When it comes to his relationship with Ibrahim Babangida, Buhari had promised to leave the past buried. But by recognizing June 12, the president has humiliated Babangida and ensured he will forever be remembered as the villain of the June 12 election, a legacy now encrusted in history. At the same time, he has also obliterated Obasanjo’s political standing in the southwest. But maybe the biggest losers in rehearsing the politics of June 12 is the southeast because it further strengthens the bond between the north and the west, which as a consequence could determine what comes after the Buhari presidency (assuming he wins again in February 2019).

Politically speaking, to say that the southeast is today rudderless is an understatement. Again, this goes back to the ideological and political split between Nnamdi Azikiwe and Odumegwu Ojukwu, one that till date is yet to be resolved with contemporary Igbo thinkers, writers and historians unable to decide on who to revere and who should take the bulk of the blame for the region’s political failures. It may sound like nothing, but until that happens, politicians in the southeast will continue to struggle forging a path forward and for not only them, but the whole country to make peace with the past. Here is the dilemma in today’s political contests; without the APC espousing the rotation of the presidency, the southeast will have to contest openly for it. Yet it can only do so by forging an alliance with another region. At every turn since 1999, it has voted against the north. Even more importantly, it would be naive to think the Tinubu faction of the APC doesn’t want the presidency.

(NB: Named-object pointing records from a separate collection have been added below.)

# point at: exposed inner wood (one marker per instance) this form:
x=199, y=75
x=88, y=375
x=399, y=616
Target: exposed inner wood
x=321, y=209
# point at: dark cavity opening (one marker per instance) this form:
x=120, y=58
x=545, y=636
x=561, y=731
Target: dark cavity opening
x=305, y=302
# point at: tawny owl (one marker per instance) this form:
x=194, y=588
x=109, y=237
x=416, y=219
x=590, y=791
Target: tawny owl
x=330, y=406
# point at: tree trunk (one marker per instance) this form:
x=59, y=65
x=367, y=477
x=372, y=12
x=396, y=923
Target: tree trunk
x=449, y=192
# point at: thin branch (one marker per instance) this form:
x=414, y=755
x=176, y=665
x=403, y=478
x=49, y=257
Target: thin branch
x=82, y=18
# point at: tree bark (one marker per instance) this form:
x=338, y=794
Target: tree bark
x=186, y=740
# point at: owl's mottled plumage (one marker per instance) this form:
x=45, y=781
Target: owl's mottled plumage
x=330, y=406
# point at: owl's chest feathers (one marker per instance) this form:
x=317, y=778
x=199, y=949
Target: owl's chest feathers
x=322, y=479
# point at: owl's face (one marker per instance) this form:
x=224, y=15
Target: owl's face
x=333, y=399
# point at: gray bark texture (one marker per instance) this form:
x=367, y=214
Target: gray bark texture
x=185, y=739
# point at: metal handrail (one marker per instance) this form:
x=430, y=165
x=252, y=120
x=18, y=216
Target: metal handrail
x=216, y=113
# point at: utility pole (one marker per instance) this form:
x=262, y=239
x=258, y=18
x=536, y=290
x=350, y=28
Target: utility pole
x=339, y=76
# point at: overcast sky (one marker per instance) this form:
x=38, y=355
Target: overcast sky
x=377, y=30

So without breaking the Buhari and Tinubu alliance, the southeast doesn’t stand a chance. The amazing thing is that it is not making any effort to do so. Back in the 60s, it was well known that Awolowo wouldn’t let Zik be for going into an alliance with north. It’s nothing more than wishful thinking to believe that the APC would implode on its own or that for some reason, the alliance won’t hold without external forces pushing it in that direction. In attempting to break the Buhari and Tinubu alliance, what the people of southeastern extraction have going for them is the changing demographics of the country and of Lagos in particular. They may have enough votes in Lagos and the wider southwest to disrupt the hegemony and hold of APC on all elective offices. This will help weaken the position of the region in the alliance. The question however is under which political party to take a stand in a region outside of their own.

Just over three years after it was voted out of the presidency, the PDP is yet to realize it needs to do a lot more than rebrand. The party has to make a more fundamental shift in its politics and redefine itself. During the 2015 elections, the voters register and voting strength of each geopolitical zone took on a new significance. This was evidence that zoning wasn’t an issue for the APC in that election. It was more about mutual benefits, being calculating and strategic. Based on the 2015 voters register, the southwest has roughly 14million registered voters compared to just over 8million in the southeast. For that singular reason, it would be a more prudent choice for even the opposition PDP to pick its presidential and vice presidential candidates from the north and southwest. After all, the party is looking for a winning team, not a ticket conjured up on an understanding of fair play. The bigger worry however is that, this break down of the register is a projection that is not likely to change anytime soon.